= Grace Bible College (India) =

Theological seminary in New Lamka, Manipur, India

Grace Bible College is a Christian theological seminary in New Lamka in the North-Eastern part of India. The campus sits in a total of three acres of land.

==History==
Grace Bible College was established on July 4, 1981, with the motto: Teach, Entrust and Witness (2 Tim 2:2).
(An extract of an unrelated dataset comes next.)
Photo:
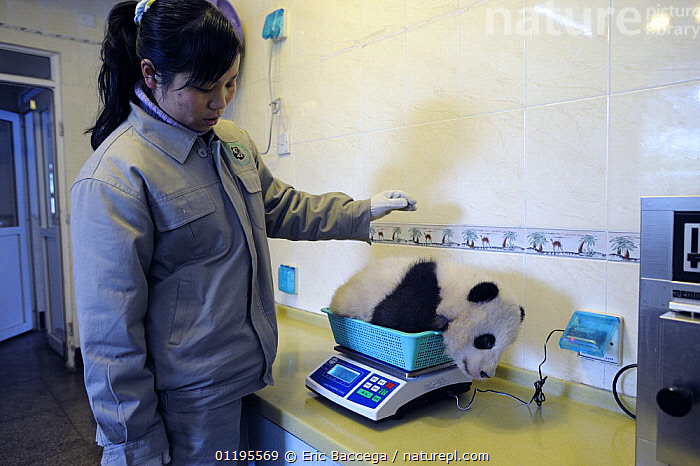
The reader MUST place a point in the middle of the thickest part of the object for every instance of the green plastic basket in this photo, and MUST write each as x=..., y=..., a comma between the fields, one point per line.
x=409, y=351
== About Grace Bible College (GBC) ==
It is the official Leadership cum Theological and Missiological training institute of the Evangelical Baptist Convention (EBC), a member of the Asia Pacific Baptist Federation (APBF) and the Baptist World Alliance (BWA) which has its headquarters at Dorcas Hall, New Lamka, Churachandpur, Manipur, India.

==Programmes Offered==
- Dip. Theology (for X Passed)
- Bachelor of Theology (for XII Passed)
- Master of Divinity (for Secular Graduates/B.Th. Passed)
- MTC (for Lay Leaders in Local Dialect)

==Affiliation==
It is accredited and affiliated by the Asia Theological Association.

== Library ==
The Library was established in 1981 and is part of the Grace Bible College (GBC) since its inception. It has a collection of 12,445 Volumes and 10,300 Titles of books.